Mais en nous enfonçant dans cet enfer suffocant, je remarquais que mon élève prenait progressivement le pas sur moi, m’obligeant à accélérer pour ne pas être distancée. En descendant, une clarté vint à nos yeux. Je me demandais bien ce qui pouvait se passer si bas, aucun travail de nuit n’avait été autorisé par Mme Qora. Des voleurs, me dis-je. Mais une telle lumière ne pouvait pas être que celle de torches.
J’avais raison : en arrivant devant le gouffre, c’était comme mille enfers l’éclairaient ; il me semblait y danser mille démons. Je regardais mon élève et fut surprise de son air intrigué : elle voyait mille richesses, mille bijoux et autant de choses vaines. J’essayais de la raisonner, mais elle semblait captive de cette vision et ne bougeait pas. Le rayon de l’anneau continuait de pointer vers le gouffre.

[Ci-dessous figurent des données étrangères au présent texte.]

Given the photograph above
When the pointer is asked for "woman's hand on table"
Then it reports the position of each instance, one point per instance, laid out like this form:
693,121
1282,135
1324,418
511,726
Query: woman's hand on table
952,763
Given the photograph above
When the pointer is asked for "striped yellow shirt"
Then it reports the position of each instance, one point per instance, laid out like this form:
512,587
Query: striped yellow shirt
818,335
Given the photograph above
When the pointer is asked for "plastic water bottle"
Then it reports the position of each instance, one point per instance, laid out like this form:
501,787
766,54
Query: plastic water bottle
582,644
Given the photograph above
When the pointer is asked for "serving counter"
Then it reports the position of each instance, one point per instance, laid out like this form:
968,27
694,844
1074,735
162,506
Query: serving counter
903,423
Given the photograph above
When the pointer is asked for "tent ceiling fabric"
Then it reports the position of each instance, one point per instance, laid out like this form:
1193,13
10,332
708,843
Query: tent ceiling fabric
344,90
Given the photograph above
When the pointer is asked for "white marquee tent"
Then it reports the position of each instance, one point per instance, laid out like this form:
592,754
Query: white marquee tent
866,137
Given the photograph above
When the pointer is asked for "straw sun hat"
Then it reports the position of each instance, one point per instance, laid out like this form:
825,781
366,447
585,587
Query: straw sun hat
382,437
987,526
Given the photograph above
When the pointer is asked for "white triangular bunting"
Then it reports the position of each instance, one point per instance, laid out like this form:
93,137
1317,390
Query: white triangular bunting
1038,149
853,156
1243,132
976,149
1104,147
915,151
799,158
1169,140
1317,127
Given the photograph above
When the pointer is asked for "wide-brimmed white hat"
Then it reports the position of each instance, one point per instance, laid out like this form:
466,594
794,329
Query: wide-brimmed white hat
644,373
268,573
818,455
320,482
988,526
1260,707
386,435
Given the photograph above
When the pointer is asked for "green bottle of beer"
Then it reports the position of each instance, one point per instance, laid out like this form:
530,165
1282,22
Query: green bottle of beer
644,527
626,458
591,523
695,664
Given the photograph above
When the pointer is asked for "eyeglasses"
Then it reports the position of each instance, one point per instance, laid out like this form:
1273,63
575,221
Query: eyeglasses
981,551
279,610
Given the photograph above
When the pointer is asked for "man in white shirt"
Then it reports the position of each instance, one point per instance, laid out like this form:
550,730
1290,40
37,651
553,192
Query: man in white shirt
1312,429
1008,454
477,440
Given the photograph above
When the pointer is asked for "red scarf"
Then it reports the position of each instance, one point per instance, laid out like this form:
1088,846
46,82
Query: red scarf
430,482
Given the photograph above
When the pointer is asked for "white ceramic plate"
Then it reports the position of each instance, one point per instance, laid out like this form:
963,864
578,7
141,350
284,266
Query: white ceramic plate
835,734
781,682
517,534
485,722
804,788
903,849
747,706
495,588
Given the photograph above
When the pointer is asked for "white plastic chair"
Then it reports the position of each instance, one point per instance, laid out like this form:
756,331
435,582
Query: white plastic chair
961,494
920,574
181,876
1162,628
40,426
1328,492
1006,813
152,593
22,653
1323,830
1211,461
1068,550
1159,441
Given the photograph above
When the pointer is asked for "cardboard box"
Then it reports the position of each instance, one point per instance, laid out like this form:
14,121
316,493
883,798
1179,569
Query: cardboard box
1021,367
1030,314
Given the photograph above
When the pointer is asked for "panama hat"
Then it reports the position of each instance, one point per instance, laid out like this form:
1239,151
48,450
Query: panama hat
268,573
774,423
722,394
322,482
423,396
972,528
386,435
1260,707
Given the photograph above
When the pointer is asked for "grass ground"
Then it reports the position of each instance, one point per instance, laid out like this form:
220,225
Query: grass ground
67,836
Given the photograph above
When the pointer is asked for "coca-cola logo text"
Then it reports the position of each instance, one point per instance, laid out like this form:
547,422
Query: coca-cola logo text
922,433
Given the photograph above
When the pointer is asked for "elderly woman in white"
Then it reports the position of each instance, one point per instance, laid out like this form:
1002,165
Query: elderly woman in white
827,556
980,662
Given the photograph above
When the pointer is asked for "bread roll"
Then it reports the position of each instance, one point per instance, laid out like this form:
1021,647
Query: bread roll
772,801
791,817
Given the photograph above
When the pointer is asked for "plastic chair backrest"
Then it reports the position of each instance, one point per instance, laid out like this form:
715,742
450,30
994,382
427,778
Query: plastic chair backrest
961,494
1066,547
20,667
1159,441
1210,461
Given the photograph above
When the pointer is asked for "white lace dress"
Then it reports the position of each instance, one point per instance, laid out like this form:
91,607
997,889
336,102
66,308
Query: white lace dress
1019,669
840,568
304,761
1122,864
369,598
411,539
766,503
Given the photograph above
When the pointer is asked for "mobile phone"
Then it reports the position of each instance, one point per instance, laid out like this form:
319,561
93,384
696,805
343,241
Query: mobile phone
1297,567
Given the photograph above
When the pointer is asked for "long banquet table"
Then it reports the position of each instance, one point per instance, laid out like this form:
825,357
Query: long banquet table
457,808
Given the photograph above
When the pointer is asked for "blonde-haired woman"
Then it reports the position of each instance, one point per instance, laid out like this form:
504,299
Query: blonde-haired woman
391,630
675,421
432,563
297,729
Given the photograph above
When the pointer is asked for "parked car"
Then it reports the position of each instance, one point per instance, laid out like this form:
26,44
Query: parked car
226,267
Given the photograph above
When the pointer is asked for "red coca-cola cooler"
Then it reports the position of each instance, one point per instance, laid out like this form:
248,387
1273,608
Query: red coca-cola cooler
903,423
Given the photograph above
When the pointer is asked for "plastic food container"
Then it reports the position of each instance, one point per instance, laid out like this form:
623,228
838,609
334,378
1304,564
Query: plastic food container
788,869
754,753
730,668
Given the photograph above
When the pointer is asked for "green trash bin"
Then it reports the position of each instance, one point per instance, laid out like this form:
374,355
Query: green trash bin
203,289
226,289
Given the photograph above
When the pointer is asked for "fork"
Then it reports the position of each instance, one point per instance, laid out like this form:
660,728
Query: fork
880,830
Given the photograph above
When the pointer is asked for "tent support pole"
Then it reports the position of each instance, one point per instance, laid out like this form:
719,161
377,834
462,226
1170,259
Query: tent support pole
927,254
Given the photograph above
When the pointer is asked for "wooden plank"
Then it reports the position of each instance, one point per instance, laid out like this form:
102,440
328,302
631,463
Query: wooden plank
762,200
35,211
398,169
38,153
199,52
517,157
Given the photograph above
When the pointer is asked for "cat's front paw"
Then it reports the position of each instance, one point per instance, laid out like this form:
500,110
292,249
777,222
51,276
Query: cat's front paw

Je n’eus pas le temps de faire quoi que ce soit que je crus voir des mains fantomatiques jeter Mlle Qora dedans. Je hurlais son nom, mais les flammes montèrent des profondeurs et l’enveloppèrent. Cette vision d’horreur resta à jamais gravée en moi. Elle fut prise dans la tornade de flammes, qui hennissaient de plus belle. Je crus voir certaines formes humaines et équines, mais j’ai toujours eu tendance à la pareidolie. Mon élève hurlait à cause de la douleur des flammes et des coups de la parois du gouffre. Je tombais d’évanouissement devant cette vision et le tintamarre assourdissant.
En me réveillant le lendemain matin, je n’étais pas au bout de mes peines. Mme Qora vint nous réveiller elle-même, les autres filles n’ayant pas osé entrer dans la chambre. Je m’agitais dans tous les sens, on se précipita vers moi. Mais alors que Mme Qora allait gronder sa fille pour ne pas s’être levée, elle poussa un cri : la pauvre enfant était glaciale, le visage paralysé et difforme. Sa bouche était grande ouverte, ses yeux exorbités et ses cheveux étaient comme carbonisés. Sur son corps, plusieurs marques de brûlure et de bleus ; certains os étaient brisés.
Mme Qora m’accusa tout de suite de ne pas avoir surveillé sa fille, qui devait s’être faufilée. Elle fit interroger tout le monde, mais le résultat était formel : nous n’avions jamais quitté notre chambre. Une élève fit remarquer que Mlle Qora n’avait plus la bague que je lui avais offerte. Mais le plus intriguant encore, c’était qu’on vint dire que le gouffre avait été découvert comblé au petit matin. Le contremaître avait mis cela sur le compte d’un effondrement de roche. On en resta là, faute de preuves.
J’avais la sensation qu’un chose infernale, hors de toute compréhension humaine était arrivée. Je me dis parfois que je n’ai pas rêvé, qu’une chose a enlevé l’âme de ma petite Mlle Qora, et je ne peux pas m’empêcher de dissoudre en larmes.